Senate Bill 616, sponsored by state Sen. Judy Emmons, amends the Child Protection Law to allow representatives of federally recognized Native American tribes located within Michigan to obtain confidential Children’s Protective Services records about a young tribal member. Where it was not permitted previously, the amendment allows the Michigan Department of Health and Human Services to share information from an American Indian child’s protective services case with tribal representatives. American Indian children and families benefit when Children’s Protective Services can engage, involve and use the available resources of the extended family, the tribe, Indian social services agencies, and individual Indian caregivers.
“The Nottawaseppi Huron Band of the Potawatomi is grateful for the collaboration between the Michigan Legislature, Governor Snyder and the twelve federally recognized tribes in Michigan to protect the welfare, safety and security of Native American children,” Jamie Stuck, Nottawaseppi Huron Band of the Potawatomi tribal chairperson said. "We especially want to recognize the initiative of Senator Emmons and her sponsorship of this bill.

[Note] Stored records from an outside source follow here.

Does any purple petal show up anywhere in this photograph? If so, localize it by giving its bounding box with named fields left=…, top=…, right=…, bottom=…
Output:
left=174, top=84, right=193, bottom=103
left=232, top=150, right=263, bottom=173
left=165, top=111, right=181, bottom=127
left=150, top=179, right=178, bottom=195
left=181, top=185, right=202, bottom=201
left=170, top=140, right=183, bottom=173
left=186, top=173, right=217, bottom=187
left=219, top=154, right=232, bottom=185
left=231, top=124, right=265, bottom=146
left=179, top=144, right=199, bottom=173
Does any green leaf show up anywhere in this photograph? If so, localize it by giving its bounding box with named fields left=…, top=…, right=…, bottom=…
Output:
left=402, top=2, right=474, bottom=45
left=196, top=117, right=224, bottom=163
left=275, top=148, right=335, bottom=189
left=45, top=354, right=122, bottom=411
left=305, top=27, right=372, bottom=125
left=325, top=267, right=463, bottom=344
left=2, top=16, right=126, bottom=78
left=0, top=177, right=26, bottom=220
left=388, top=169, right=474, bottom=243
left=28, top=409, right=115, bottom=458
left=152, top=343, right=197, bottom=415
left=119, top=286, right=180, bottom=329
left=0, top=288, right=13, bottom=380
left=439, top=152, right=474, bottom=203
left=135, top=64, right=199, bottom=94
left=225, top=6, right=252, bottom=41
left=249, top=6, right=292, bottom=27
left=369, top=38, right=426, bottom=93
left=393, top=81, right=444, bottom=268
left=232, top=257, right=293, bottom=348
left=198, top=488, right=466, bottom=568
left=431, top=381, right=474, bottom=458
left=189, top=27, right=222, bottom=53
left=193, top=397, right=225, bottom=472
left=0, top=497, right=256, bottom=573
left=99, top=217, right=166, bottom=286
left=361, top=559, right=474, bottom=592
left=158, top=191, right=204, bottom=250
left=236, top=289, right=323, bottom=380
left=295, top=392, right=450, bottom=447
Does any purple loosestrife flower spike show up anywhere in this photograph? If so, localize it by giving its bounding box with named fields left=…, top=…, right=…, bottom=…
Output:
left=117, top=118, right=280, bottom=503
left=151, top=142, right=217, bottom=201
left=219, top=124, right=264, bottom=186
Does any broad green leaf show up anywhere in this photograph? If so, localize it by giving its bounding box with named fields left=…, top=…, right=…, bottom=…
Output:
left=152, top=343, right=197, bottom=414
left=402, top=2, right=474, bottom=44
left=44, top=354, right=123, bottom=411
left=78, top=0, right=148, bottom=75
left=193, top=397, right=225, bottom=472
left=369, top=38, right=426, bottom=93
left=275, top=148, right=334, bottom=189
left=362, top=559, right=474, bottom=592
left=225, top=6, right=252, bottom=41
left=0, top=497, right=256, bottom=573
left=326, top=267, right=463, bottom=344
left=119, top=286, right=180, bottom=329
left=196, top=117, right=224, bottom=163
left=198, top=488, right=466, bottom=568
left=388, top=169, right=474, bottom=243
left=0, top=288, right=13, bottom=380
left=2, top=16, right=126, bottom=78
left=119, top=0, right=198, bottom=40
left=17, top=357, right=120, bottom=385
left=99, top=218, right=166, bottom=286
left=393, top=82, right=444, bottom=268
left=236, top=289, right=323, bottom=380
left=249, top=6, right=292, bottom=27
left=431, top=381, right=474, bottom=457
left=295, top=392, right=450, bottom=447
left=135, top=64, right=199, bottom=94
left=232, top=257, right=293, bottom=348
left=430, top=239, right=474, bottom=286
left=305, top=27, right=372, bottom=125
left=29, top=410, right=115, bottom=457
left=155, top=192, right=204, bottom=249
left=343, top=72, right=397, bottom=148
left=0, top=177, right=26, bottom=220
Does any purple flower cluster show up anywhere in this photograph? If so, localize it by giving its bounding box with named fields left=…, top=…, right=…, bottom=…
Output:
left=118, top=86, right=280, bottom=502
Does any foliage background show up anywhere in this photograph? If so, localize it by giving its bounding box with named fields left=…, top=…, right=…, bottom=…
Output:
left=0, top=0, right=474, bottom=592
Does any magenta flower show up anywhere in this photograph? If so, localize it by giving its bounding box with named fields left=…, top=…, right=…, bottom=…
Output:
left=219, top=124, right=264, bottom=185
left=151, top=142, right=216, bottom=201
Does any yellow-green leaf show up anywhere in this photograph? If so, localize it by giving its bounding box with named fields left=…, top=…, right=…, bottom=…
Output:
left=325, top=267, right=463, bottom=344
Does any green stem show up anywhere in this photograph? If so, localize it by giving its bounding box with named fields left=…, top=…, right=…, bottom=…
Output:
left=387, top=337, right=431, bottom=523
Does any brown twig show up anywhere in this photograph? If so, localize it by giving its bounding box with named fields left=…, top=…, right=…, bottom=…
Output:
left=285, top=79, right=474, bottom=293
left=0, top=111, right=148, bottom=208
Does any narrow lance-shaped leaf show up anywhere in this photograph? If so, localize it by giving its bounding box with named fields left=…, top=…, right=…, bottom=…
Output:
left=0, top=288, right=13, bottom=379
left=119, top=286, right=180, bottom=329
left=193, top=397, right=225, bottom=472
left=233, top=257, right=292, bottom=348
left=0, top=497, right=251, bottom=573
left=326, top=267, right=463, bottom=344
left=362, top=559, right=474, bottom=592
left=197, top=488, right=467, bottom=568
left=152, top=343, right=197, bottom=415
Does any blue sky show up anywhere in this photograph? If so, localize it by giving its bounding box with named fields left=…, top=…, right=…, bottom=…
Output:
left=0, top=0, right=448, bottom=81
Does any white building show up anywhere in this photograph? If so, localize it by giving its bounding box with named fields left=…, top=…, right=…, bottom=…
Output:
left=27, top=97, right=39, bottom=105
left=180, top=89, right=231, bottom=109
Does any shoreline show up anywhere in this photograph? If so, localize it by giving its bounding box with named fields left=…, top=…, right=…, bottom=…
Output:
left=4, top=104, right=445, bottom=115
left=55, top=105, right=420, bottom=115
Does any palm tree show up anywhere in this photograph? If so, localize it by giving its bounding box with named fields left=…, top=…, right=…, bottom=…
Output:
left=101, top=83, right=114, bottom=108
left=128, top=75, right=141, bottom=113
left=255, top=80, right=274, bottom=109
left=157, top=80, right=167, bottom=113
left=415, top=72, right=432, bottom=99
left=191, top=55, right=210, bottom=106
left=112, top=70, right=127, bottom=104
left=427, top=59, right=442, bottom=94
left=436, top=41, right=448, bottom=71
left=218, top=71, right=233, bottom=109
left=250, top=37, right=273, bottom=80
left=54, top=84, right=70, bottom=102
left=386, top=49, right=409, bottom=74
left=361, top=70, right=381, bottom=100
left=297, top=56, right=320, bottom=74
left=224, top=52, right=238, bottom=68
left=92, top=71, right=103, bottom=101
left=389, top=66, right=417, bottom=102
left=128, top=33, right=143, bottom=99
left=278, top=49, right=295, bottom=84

We look forward to further partnership with Governor Snyder and the Michigan Department of Health and Human Services as we strive to preserve the culture, heritage and safety of our children.”
This legislation stems from conversations between tribal leaders, Gov. Snyder, and legislative leaders at the annual State-Tribal Summit in September 2017.
"Michigan tribes were unified in calling for this amendment,” said Aaron Payment, Sault Ste. Marie Tribe of Chippewa Indians Tribal Chairperson. “On behalf of our tribal children, we are grateful that the Michigan Legislature saw the wisdom of passing Senate Bill 616 for full implementation of the Michigan Indian Family Preservation Act and to comport with the 1978 Indian Child Welfare Act. Further, I am heartened and sincerely appreciative of the role Governor Snyder and his team played and the leadership of Senator Emmons, Senator Schmidt, and Representative Rendon for getting us across the finish line."
"The tribes and the state of Michigan share the same goal: we want our children to be safe. This bill allows tribal and state partners to work collaboratively to offer the best care we can for native children and families," said John Warren, Pokagon Band of the Potawatomi Chairman.
On a local level, this will assist staff from state and tribal governments in working together to identify and provide services and supports to families involved with Children’s Protective Services. The bill is now Public Act 56 of 2018.